WASHINGTON — A sweeping new study on the effects of climate
change — which the report says is already disrupting the lives and livelihoods
of the poorest people across the planet — creates a diplomatic challenge for
President Obama, who hopes to make action on both climate change and economic
inequality hallmarks of his legacy.
The report, published this week by the United Nations Intergovernmental Panel on
Climate Change, concludes that the world’s poorest people will suffer the most
as temperatures rise, with many of them already contending with food and water
shortages, higher rates of disease and premature death, and the violent
conflicts that result from those problems.
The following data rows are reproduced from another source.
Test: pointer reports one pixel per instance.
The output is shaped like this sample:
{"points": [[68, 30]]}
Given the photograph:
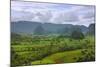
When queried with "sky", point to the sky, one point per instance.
{"points": [[53, 13]]}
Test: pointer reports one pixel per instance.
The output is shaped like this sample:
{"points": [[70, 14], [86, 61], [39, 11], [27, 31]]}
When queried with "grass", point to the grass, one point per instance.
{"points": [[62, 57]]}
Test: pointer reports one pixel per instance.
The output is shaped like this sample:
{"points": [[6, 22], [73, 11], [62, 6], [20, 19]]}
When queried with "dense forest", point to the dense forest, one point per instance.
{"points": [[34, 43]]}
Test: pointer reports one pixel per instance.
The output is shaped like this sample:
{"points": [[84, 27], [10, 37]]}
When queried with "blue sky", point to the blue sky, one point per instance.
{"points": [[52, 13]]}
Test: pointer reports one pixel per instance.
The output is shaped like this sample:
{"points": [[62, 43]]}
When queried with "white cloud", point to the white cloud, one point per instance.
{"points": [[52, 13]]}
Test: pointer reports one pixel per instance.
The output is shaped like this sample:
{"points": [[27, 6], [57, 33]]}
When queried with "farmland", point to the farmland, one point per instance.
{"points": [[34, 50]]}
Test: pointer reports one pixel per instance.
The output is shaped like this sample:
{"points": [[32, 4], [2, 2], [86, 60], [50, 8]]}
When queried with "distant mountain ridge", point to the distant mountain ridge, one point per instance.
{"points": [[29, 27]]}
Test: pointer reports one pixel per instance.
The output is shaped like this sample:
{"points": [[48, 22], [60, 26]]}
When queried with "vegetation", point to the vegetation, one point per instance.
{"points": [[40, 48]]}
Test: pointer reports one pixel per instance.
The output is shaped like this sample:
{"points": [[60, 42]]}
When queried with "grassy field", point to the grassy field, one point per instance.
{"points": [[51, 50], [62, 57]]}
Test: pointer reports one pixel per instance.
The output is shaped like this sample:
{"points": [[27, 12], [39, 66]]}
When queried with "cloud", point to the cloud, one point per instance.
{"points": [[52, 13], [44, 16]]}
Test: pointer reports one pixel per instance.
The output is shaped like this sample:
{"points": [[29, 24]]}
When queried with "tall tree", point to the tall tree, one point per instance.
{"points": [[91, 29]]}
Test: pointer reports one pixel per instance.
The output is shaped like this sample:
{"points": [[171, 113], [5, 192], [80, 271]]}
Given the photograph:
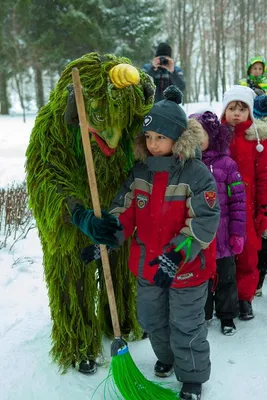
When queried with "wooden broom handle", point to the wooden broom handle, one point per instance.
{"points": [[95, 198]]}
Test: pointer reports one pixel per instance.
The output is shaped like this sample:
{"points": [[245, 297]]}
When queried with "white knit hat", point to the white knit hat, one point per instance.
{"points": [[247, 96], [239, 93]]}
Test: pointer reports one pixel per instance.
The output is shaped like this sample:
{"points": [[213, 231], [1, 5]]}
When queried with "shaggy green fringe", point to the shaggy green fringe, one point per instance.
{"points": [[55, 170], [126, 382]]}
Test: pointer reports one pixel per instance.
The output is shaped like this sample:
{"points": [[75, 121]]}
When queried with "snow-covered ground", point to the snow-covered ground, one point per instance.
{"points": [[239, 363]]}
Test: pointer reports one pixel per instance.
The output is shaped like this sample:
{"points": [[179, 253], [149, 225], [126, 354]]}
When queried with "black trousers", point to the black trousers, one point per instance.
{"points": [[262, 263], [225, 296]]}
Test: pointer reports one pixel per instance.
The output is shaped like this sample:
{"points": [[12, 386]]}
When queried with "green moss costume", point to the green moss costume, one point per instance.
{"points": [[56, 171]]}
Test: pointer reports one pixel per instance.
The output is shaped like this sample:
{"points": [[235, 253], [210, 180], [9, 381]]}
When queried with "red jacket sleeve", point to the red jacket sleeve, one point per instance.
{"points": [[261, 190]]}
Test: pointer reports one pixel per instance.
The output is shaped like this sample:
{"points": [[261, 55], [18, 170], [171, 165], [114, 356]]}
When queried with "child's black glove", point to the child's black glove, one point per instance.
{"points": [[92, 253], [99, 230], [168, 265], [71, 113]]}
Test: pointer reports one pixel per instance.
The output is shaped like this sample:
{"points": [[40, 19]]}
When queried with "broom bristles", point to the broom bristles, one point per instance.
{"points": [[131, 383]]}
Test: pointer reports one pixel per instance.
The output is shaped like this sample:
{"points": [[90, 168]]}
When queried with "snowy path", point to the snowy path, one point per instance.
{"points": [[239, 363]]}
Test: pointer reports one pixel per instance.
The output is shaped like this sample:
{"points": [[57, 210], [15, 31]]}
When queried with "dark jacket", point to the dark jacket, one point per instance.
{"points": [[232, 198], [252, 165], [163, 78], [164, 201]]}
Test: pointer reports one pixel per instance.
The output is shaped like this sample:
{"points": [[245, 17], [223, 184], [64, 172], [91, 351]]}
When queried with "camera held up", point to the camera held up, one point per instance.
{"points": [[163, 60]]}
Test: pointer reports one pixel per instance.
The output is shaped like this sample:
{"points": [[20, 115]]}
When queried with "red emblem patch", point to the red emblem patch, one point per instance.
{"points": [[210, 198]]}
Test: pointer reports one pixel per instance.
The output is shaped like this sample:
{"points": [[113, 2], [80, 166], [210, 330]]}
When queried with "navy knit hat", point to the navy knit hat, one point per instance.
{"points": [[260, 106], [164, 49], [166, 116], [219, 134]]}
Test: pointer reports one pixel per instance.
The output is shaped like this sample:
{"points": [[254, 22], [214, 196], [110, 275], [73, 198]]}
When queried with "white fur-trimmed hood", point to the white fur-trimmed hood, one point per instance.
{"points": [[261, 126], [186, 147]]}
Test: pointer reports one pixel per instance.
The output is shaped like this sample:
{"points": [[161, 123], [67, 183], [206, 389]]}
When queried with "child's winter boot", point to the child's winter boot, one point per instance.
{"points": [[228, 327], [191, 391], [163, 370], [86, 366], [245, 310]]}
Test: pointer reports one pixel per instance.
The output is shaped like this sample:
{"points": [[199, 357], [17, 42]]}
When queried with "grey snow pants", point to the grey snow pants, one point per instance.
{"points": [[175, 322]]}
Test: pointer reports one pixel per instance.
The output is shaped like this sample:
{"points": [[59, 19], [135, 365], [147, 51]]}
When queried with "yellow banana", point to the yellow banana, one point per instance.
{"points": [[114, 77], [123, 75]]}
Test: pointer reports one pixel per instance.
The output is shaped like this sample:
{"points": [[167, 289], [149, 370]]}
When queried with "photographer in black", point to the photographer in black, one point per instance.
{"points": [[163, 71]]}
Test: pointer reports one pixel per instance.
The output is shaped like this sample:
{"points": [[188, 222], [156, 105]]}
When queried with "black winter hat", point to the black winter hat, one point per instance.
{"points": [[164, 49], [260, 106], [166, 116]]}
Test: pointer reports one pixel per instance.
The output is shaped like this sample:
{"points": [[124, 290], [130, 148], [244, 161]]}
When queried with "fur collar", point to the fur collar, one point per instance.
{"points": [[186, 147], [261, 126]]}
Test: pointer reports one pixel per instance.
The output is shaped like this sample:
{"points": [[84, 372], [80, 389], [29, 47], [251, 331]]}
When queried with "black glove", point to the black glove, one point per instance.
{"points": [[92, 253], [168, 265], [99, 230], [71, 113]]}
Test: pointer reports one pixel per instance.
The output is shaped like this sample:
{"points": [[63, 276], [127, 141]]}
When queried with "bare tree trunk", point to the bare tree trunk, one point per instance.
{"points": [[20, 89], [39, 87], [223, 69], [4, 104]]}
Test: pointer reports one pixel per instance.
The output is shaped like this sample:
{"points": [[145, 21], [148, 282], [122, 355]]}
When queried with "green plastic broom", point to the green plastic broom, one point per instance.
{"points": [[130, 382]]}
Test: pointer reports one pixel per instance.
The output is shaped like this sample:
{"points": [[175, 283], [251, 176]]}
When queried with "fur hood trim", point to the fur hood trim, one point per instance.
{"points": [[261, 126], [185, 148]]}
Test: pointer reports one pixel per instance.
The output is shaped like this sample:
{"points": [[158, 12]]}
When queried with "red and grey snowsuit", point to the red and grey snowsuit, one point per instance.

Rajendra K. Pachauri, the chairman of the Intergovernmental Panel on Climate
Change, and Christopher Field, the co-chairman of the group that wrote the
report, discuss its warning.
Those countries and nongovernmental organizations point to a 2009 pledge by
Secretary of State Hillary Rodham Clinton to create a $100 billion annual
climate fund for poor countries by 2020. The World Bank justified such an
expenditure in a 2010 report concluding that it would take up to $100 billion a
year to offset the ravages of climate change on poor countries.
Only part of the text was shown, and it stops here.